Sidang Kasus Narkotika Ibra Ashari. Agenda Pemeriksaan Saksi Penangkap.

ByWira

Jun 12, 2024

Jakarta – mediakota-online.com

Tersandungnya Artis Ibra Ashari als Ibrahim Kakak kandung dari Ayu Ashari yang sudah keenam kalinya dalam kasus narkotika. kini digelarnya sidang dalam agenda pemeriksaan keterangan saksi dari Satresnarkoba dari Polres Jakarta Barat . Pada Rabu ( 28/5/2024).

 

Menurut saksi dalam faktanya, narkoba jenis sabu yang dikonsumsi Ibra belum dibayar alias diutang.

 

Kemudian menurut saksi penangkap Kirwanto dan Dani dipersidangan mengamankan Ibra pada 3 Januari 2024 setelah transaksi narkoba di apartemen di daerah Ciputat, Tangerang Selatan.

 

Menurut saksi dalam faktanya narkoba jenis sabu yang dikonsumsi Ibra belum dibayar alias diutang.

 

Ibra memesan satu paket sabu dari Andre seharga Rp 200.000 dan diantar menggunakan ojek online.

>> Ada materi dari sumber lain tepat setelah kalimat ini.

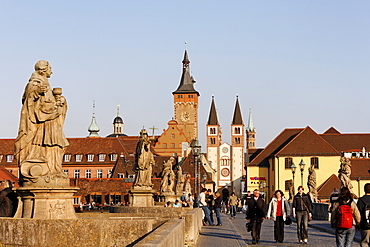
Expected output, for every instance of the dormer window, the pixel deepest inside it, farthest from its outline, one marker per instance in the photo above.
(113, 157)
(90, 157)
(78, 157)
(9, 158)
(67, 158)
(101, 157)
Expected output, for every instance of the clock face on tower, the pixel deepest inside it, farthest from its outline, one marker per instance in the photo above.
(185, 116)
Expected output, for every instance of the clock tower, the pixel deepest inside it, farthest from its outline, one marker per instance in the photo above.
(185, 100)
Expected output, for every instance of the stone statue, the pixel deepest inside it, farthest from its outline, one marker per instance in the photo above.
(40, 144)
(291, 190)
(344, 173)
(311, 183)
(8, 200)
(187, 184)
(144, 161)
(179, 181)
(167, 176)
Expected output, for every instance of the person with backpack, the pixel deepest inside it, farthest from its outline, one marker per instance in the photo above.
(279, 210)
(363, 205)
(345, 216)
(302, 211)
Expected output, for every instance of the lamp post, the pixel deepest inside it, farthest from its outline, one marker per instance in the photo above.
(195, 148)
(301, 166)
(293, 167)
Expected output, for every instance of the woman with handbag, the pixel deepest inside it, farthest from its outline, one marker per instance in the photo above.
(302, 210)
(279, 210)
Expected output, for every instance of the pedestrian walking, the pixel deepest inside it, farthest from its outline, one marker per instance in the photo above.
(233, 202)
(256, 213)
(302, 210)
(345, 216)
(363, 205)
(279, 210)
(203, 204)
(218, 201)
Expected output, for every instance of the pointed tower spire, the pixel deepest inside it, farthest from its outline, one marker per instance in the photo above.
(237, 119)
(93, 128)
(186, 81)
(213, 118)
(250, 122)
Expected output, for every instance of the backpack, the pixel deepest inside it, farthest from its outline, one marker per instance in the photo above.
(344, 216)
(367, 214)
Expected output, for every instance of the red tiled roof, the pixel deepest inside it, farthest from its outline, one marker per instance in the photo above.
(275, 146)
(326, 188)
(308, 142)
(348, 141)
(331, 130)
(360, 168)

Yang mengambil barang haram tersebut adalah Nandya, kekasih Ibra. Sementara Ibra menunggu di lobi apartemen.

Saat polisi menggeledah kamar Ibra ditemukan sabu sisa pakai seberat 0,07 gram, ungkap saksi.

 

Menurut kuasa hukum disela usainya sidang mengatakan ,”berarti dia kecanduan apa? Kecanduan sabu. Orang kecanduan harus diapain? Direhabilitasi, bukan dipenjara, kata pengacara Singgih Tomi Gumilang usai sidang kepada wartawan.

 

Lebih lanjut Tomi menambahkan, sejatinya ia berharap agar, kliennya sebagai pengguna, bukan pengedar. Ia berharap hakim memiliki hati nurani untuk Ibra agar putusannya di Rehabilitasi.

 

Selalu divonis pemidanaan (penjara) Kami tim penasihat hukum tentu melihat esensi undang-undang narkotika,” tutur Lukman Azhari.

 

Tim kuasa hukum berharap agar Pengadilan Negeri Jakarta Barat menggelar sidang offline dengan Ibra dihadirkan di ruang sidang, ucapnya.

 

Adapun Ibra didakwa dengan Pasal 114 ayat (1) UU Nomor 35 tahun 2009 tentang Narkotika Jo Pasal 55 ayat (1) dengan ancaman hukuman penjara minimal lima tahun dan Pasal 112 ayat (1) UU Nomor 35 tahun 2009 tentang Narkotika Jo Pasal 55 ayat (1) yang ancaman hukuman penjaranya minimal empat tahun. (Ed).